The real issue arises if one of these scripts or their outputs is missing, as this would break the sequence. To mitigate this risk, I’ve always ensured I store the outputs of Script 1, so Script 2 can proceed even if Script 1 is not re-run. Although this approach diverges from reproducibility principles, where data scientists typically discourage saving intermediate outputs and expect workflows to run seamlessly from start to finish, being prepared for unexpected failures has proven invaluable.

To protect my workflows, I implement three comprehensive strategies:

Use a Master Script but Avoid Total Dependence
While I use a master script for efficiency, I never trust it blindly. Each script is self-contained, clearly indicating its start and end points. When an error occurs, the scripts halt with a message, allowing me to pinpoint where the problem happened. For example, if I see the “data cleaning is completed” prompt, I know the issue lies in the next step, so I can directly revisit Script 3.
Save Intermediate Outputs for Resilience
Although it deviates from strict reproducibility principles, I save intermediate outputs as safety nets.
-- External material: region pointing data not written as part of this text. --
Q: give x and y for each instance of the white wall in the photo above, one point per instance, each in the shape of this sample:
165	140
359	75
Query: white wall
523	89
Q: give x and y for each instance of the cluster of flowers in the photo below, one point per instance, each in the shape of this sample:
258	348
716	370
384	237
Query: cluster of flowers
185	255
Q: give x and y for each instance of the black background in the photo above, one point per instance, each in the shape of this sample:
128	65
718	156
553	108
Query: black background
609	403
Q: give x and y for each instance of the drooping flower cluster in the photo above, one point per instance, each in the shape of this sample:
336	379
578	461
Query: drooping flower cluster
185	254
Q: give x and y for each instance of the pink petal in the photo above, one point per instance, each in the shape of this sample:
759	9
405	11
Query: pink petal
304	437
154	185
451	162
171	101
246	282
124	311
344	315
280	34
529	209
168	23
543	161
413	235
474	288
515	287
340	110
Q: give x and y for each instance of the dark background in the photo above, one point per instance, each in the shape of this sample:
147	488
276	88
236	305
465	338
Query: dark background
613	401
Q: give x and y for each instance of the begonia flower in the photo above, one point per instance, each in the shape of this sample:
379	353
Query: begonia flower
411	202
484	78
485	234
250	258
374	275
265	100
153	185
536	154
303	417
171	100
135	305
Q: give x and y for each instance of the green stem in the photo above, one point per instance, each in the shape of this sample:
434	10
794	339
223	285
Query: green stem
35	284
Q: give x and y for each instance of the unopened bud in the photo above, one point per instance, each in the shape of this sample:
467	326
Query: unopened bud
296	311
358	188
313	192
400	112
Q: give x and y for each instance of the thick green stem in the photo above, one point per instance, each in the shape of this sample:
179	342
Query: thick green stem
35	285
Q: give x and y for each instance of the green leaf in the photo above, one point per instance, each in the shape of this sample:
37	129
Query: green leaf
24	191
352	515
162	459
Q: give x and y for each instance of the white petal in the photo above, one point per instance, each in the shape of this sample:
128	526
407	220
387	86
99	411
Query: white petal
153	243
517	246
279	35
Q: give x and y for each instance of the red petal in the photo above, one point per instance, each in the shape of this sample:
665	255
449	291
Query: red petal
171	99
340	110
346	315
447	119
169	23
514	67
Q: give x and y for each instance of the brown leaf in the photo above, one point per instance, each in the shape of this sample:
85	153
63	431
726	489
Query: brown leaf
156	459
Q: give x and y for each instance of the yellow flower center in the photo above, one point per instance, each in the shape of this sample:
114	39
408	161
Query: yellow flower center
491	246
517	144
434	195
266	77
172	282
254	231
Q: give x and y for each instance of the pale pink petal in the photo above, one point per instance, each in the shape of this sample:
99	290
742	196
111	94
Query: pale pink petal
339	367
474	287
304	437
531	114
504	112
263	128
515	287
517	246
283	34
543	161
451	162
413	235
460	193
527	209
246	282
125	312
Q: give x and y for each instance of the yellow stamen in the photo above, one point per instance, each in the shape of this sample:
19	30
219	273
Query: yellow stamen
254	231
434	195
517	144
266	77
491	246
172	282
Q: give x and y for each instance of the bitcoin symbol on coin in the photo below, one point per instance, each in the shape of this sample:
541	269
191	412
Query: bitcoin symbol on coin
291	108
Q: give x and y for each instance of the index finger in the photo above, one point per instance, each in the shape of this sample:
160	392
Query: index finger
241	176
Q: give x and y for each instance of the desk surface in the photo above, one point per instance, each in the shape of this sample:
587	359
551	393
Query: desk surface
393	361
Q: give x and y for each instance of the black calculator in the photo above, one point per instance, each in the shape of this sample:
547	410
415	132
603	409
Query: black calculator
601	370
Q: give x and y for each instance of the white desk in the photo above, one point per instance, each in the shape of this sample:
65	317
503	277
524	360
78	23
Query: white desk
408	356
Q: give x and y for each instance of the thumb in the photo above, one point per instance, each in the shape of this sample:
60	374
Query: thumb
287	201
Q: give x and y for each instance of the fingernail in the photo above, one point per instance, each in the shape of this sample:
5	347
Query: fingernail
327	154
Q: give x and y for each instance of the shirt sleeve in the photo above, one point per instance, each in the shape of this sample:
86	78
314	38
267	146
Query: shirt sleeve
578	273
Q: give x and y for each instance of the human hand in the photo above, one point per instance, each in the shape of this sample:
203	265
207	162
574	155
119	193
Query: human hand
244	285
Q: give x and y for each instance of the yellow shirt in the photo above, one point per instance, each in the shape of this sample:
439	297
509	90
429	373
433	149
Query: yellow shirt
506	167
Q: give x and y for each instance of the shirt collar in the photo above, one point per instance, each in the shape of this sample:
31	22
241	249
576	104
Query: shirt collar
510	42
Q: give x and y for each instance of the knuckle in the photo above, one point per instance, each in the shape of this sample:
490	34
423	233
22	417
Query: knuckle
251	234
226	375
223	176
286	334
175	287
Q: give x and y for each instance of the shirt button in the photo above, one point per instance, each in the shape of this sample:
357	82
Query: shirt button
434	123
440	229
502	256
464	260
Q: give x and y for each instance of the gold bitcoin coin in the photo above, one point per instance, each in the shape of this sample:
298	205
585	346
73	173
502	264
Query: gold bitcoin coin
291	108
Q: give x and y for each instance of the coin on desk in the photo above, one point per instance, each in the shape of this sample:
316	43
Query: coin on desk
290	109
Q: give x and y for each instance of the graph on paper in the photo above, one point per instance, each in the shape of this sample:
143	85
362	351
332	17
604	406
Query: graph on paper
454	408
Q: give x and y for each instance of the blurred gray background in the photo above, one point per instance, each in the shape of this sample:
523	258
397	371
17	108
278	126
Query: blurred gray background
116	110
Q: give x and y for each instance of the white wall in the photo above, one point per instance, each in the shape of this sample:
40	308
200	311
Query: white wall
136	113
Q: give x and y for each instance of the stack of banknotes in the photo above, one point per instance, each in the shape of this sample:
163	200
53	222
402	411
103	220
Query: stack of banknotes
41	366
To maintain updated datasets, I still run the master script to regenerate intermediates when raw data changes. This ensures consistency while providing a fallback option if the master script fails.
Backup Raw Data in Multiple Locations
I maintain backups of raw data in three different locations, ensuring I’m not left stranded in case of data loss or corruption.

Just as a city’s mobile network relies on a central hub, many data analysis workflows depend on critical sequential steps. This vulnerability brings me to Murphy’s Law: Anything that can go wrong will go wrong. By embracing this mindset, we can better protect our analyses through careful preparation. The key questions become: Are we prepared if something fails? Do we have backups? Have we stored critical outputs in multiple locations? Addressing these concerns proactively often helps avoid disaster.

Thinking through these potential pitfalls before starting an analysis ensures preparedness. Once a solid plan is in place, it can serve as a template for future projects. The ultimate question remains: Are you prepared for when things go wrong?